Many of these startups ask me for recommendations for PR agencies. While I’ve got a lot of friends who do PR work and this is undoubtedly a necessary industry, I’m les sure whether traditional PR is a valid approach for a cash strapped startup looking to get a toehold in a new market.
I was reminded of this when reading a blog post recently from Stowe Boyd. Stowe was reflecting on a similar conversation that he’d had with a European software company at the Web 2.0 Expo – the gist of Stowe’s advice was that new entrants should look at two particular areas – thought leadership and the formation of an advisory board.
Now I need to admit that this is somewhat self-serving for both Stowe and I. He’s undoubtedly considered a thought leader in his space and I’d also like to think that I’ve garnered something of a following in mine. We’re also both involved in advisory work with startups – so what we both say has to be seen in that light. That said however I agree entirely with what Stowe suggests.
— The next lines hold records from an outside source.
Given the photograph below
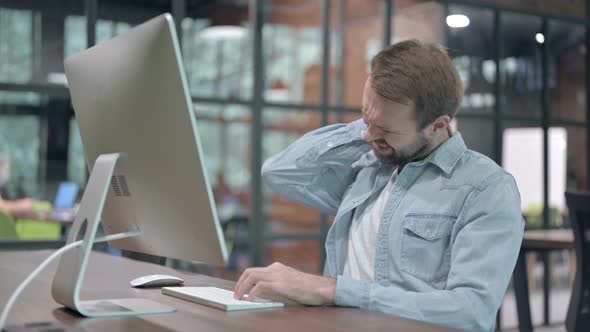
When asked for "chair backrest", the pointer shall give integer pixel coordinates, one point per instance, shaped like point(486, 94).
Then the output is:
point(578, 315)
point(7, 227)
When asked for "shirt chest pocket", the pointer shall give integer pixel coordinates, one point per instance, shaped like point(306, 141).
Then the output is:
point(426, 247)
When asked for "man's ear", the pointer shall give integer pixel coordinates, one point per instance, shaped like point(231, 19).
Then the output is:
point(440, 125)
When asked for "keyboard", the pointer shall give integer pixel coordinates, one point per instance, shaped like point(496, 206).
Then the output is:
point(218, 298)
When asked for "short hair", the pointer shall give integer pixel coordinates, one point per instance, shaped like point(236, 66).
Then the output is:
point(422, 73)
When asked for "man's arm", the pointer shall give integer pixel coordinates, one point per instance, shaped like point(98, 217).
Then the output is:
point(483, 257)
point(317, 168)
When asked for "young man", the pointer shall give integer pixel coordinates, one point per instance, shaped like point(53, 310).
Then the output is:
point(425, 228)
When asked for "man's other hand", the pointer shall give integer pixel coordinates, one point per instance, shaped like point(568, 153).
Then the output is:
point(279, 279)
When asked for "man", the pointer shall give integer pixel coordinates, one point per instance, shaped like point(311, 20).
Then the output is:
point(425, 228)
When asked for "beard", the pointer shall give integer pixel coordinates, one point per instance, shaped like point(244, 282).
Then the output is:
point(417, 151)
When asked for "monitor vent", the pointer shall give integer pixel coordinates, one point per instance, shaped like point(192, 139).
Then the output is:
point(119, 185)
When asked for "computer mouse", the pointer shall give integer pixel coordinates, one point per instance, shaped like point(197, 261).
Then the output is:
point(156, 280)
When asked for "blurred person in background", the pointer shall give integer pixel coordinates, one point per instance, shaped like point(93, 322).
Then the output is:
point(17, 209)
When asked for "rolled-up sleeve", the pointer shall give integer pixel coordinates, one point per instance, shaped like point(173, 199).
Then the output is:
point(317, 168)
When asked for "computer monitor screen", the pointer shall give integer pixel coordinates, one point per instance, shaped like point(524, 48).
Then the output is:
point(130, 96)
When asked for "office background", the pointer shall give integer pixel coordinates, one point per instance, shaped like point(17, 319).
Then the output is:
point(264, 72)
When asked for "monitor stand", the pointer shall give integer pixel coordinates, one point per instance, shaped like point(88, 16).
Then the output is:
point(72, 265)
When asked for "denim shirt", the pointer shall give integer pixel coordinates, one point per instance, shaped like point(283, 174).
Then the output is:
point(448, 238)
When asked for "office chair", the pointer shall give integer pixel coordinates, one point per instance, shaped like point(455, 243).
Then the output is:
point(578, 314)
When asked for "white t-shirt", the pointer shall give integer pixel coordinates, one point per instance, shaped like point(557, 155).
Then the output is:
point(362, 237)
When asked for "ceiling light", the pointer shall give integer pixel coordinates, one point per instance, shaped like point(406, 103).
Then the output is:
point(457, 21)
point(223, 32)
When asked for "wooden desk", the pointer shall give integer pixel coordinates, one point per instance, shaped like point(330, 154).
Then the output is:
point(536, 240)
point(108, 277)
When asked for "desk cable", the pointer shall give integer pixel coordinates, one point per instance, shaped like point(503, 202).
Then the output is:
point(48, 260)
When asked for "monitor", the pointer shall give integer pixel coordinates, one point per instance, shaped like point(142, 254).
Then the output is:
point(141, 143)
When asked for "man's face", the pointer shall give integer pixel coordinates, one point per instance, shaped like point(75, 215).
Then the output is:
point(392, 129)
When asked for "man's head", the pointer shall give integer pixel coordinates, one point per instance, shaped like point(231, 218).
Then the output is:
point(409, 99)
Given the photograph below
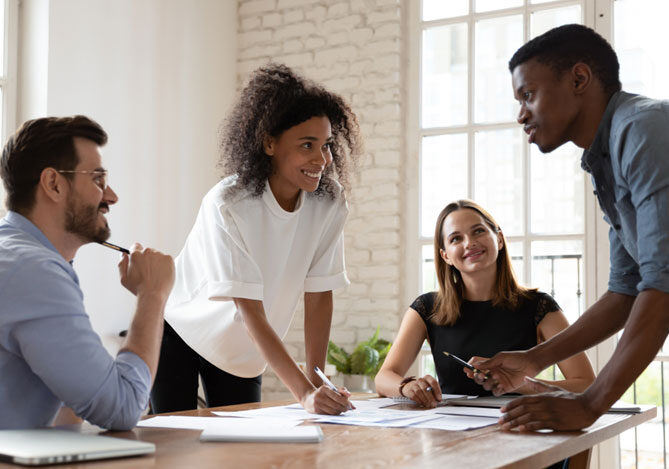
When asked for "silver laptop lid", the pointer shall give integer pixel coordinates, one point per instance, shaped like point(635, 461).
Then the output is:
point(51, 446)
I’m involved in a few different initiatives that, I believe, show the value of a strategy such as this.
18 months or so ago, Zoho approached a few of us with the idea of creating a cloud computing focused blog. The idea being that there was an entirely new space that not many credible blogs where covering deeply. The aim of the initiative was for Zoho to be aligned with something that would become (and in my view has become) the “go to place” for critical analysis in the cloud space. Sure Zoho could have published their own blog (in fact they already did, and continue to do so) but there was an understanding on their part that aligning themselves with something with obvious independence would prove valuable.
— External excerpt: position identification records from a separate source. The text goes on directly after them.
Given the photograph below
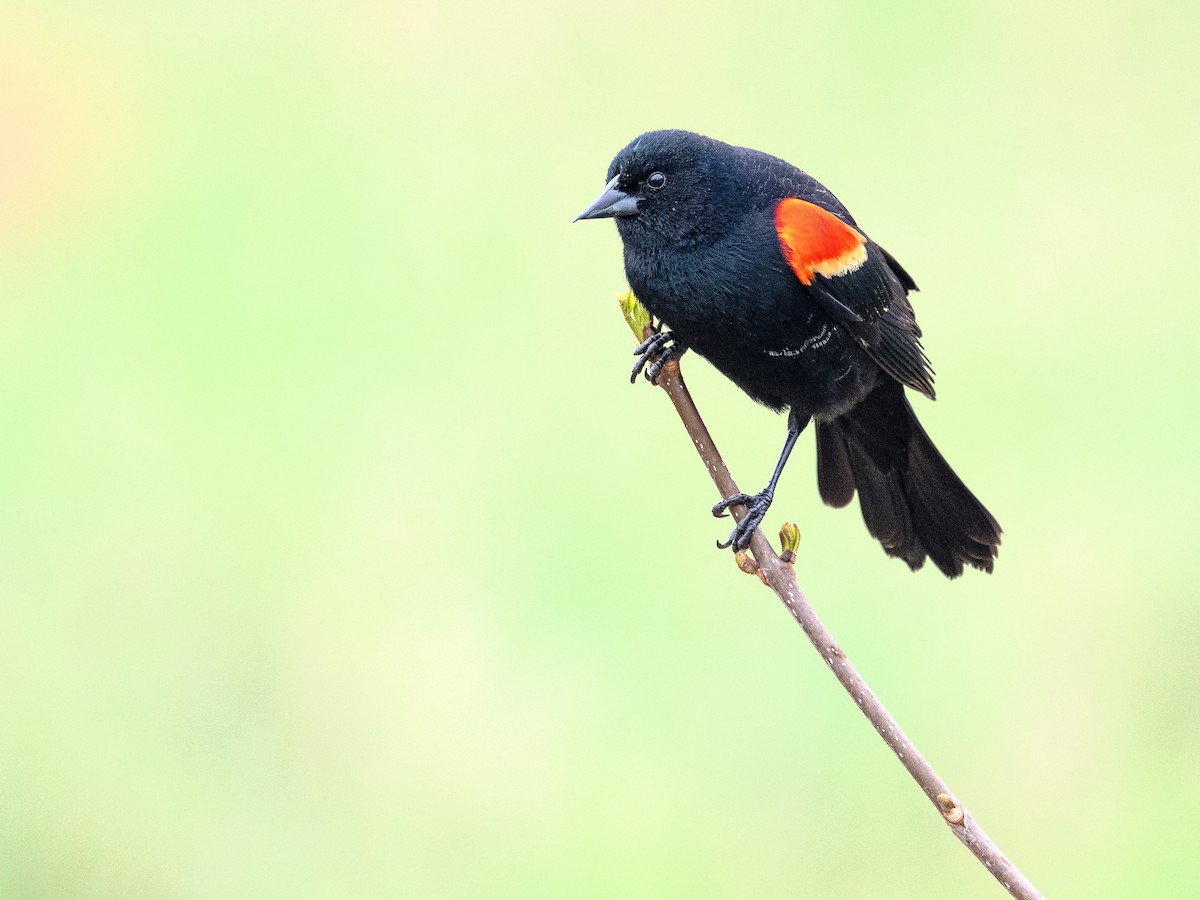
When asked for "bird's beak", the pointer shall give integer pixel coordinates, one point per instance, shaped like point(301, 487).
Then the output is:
point(612, 202)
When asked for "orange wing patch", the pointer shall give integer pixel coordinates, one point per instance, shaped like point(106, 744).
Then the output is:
point(816, 241)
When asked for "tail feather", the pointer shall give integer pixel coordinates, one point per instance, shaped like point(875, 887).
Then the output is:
point(911, 499)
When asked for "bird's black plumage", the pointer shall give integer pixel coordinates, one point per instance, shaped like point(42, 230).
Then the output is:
point(756, 267)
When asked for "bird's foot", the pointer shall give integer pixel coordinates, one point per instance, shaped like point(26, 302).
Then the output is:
point(756, 509)
point(654, 353)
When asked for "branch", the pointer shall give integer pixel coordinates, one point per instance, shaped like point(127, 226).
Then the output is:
point(778, 574)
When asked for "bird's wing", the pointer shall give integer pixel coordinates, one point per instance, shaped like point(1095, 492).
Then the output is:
point(858, 285)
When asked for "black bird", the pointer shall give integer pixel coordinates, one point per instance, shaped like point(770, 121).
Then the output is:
point(757, 268)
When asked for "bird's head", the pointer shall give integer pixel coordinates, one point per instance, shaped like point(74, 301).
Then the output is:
point(661, 186)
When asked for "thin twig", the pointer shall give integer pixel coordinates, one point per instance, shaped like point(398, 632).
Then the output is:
point(780, 577)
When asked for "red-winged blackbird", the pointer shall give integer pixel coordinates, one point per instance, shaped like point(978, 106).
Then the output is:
point(762, 271)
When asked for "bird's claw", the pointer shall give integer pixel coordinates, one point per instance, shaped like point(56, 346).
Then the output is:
point(756, 510)
point(654, 353)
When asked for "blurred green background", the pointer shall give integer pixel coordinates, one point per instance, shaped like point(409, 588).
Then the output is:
point(339, 557)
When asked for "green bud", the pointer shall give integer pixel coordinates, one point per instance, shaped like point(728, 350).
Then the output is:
point(790, 537)
point(637, 317)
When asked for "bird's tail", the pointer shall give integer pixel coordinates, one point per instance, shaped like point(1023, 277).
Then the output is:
point(912, 502)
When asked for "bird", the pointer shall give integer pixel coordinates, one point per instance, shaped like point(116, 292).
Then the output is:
point(753, 264)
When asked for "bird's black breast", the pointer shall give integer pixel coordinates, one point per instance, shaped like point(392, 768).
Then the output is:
point(736, 301)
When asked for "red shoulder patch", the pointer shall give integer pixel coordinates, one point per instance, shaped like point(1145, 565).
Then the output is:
point(816, 241)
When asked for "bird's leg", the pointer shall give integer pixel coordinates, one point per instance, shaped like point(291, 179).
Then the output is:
point(757, 504)
point(653, 354)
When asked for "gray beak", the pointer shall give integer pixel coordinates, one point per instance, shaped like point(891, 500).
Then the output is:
point(613, 202)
The SaaS world is a surprisingly small space – the 200000 or so miles I flew last year got me to a bunch of events around the place and that, along with my willingness to take briefing calls pretty much anytime, mean that I’ve met, either physically or virtually, a good proportion of the SaaS vendors – big and small. This connection, along with the fact that I’m not solely employed by any one vendor, means that I’m a reasonably handy guy to have around for a startup wishing to make connections in the industry. That also works the other way around and I’ve done a bunch of work helping larger businesses connect with small players.
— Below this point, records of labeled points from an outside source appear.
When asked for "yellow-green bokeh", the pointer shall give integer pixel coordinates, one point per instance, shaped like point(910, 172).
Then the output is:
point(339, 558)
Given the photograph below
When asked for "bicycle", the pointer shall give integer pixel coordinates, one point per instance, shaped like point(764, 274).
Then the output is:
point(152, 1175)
All this, coupled with the fact that I spend an inordinate amount of time watching the industry and have developed a fairly good understanding of what makes it tick, means I’m a reasonably useful person to bounce ideas off. Many startups have used this fact – either formally or informally, and it’s something I enjoy and am happy to do.
Determine the line, and don’t cross it
Of course for people like Stowe, who are independent thinkers, being paid to provide thought leadership for individual entities can prove problematic. I don’t believe however that this is an insurmountable goal – all one needs to do is have clearly articulated boundaries within which one is happy acting – anything outside of these boundaries is off the table. I had a recent example of this – an organization I provide some written content for was organizing an event where they were going to pitch their wares. They asked me if I could contact all my connections to pimp the event – clearly this is something that I’m not comfortable with – it wouldn’t have done anything for my credibility to be pimping a vendor pitch to be industry contacts – and, by extension, in doing so I would have harmed the very value of the help I was giving them.
So there you have it – startups in bootstrapping mode, don’t despair and think you need a five figure retainer for a PR agency – with a bit of creativity and an open mind – you can achieve a lot.